- first name, Master
- Until recently this was a way of addressing politely a boy who was too young to be called ‘Mister’. In his autobiographical Goodbar to All That Robert Graves comments:The servants were trained to call us children, even when we were tiny, ‘Master Robert’, ‘Miss Rosaleen’, and ‘Miss Clarissa’, but I had not recognized these as titles of respect. I had thought of ‘Master’ and ‘Miss merely as vocative prefixes used for addressing other people’s children; but now I found that the servants were the lower classes, and that we were ourselves. It is noticeable that when Bumble the Beadle, in Dickens’s Oliver Twist, learns of the hero’s good fortune, which makes him a young gentleman, he switches to ‘Master Oliver’ as a term of address. It was certainly the boys from middle and upper-class families who were normally addressed in this way by their social inferiors, but even boys from working-class backgrounds might in modern times be addressed with mock solemnity as ‘Master’ + first name by, e.g., a doctor. ‘Master’ + last name was also sometimes used.

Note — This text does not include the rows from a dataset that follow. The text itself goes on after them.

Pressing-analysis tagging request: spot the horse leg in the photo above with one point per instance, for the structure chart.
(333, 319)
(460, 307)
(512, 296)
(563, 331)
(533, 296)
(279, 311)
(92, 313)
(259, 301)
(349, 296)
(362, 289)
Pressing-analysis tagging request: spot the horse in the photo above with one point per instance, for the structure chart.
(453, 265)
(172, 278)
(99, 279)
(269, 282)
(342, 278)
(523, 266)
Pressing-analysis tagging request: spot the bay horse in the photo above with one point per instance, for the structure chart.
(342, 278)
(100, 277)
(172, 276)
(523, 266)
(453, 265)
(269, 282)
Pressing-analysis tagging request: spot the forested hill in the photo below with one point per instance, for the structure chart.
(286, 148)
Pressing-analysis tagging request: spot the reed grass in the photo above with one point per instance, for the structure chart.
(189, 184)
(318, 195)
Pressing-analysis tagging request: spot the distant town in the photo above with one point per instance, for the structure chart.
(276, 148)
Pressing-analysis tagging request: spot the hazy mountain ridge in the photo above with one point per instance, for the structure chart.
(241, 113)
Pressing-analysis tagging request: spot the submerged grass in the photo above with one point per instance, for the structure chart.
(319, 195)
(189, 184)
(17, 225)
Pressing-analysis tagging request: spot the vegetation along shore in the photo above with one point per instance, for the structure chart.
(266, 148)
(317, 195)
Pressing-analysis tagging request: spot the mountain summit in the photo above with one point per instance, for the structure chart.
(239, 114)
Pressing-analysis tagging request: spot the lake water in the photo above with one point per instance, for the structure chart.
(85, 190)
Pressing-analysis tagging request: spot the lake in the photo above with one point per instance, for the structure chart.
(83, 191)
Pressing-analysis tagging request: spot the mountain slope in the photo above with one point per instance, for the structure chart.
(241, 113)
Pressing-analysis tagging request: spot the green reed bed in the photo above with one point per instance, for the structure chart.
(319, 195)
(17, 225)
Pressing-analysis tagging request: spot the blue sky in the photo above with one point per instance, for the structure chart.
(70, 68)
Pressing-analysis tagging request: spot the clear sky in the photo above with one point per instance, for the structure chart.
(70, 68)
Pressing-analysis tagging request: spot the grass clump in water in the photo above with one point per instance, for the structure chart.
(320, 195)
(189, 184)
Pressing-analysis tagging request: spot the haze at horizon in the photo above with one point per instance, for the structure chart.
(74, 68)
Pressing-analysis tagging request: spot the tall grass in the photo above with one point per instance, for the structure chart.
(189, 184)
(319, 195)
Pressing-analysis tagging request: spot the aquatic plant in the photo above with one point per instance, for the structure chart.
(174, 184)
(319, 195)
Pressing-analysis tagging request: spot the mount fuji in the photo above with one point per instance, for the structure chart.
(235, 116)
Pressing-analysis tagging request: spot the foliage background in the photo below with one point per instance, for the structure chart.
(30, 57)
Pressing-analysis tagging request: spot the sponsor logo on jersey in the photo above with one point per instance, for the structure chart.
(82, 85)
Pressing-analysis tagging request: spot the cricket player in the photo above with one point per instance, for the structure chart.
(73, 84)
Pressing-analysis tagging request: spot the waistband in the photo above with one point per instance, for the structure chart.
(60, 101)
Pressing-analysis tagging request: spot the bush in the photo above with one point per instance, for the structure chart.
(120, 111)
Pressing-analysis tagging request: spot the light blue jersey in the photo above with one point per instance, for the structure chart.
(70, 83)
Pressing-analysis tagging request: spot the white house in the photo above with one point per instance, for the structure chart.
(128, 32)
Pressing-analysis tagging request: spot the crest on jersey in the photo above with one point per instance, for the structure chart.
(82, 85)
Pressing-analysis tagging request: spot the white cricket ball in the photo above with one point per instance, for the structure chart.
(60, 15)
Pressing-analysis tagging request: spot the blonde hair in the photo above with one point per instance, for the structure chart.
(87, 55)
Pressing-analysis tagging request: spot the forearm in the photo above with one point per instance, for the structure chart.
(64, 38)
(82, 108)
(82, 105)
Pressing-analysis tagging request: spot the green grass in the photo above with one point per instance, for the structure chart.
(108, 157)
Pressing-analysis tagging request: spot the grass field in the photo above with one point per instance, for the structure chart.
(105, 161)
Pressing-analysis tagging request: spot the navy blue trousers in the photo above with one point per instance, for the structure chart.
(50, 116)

The use of ‘Master’ as a prefixed title to a boy has now almost died out, though some adults may still use this form jokingly. It is not always appreciated by those to whom it is addressed. A God and His Gifts, by Ivy Compton-Burnett, has: ‘The Nurse appeared. “May Master Henry come now, ma’am?” “Not Master,” said Henry, with a wail. “Come then, Nurses’s little boy.”’
A dictionary of epithets and terms of address . Leslie Dunkling . 2015.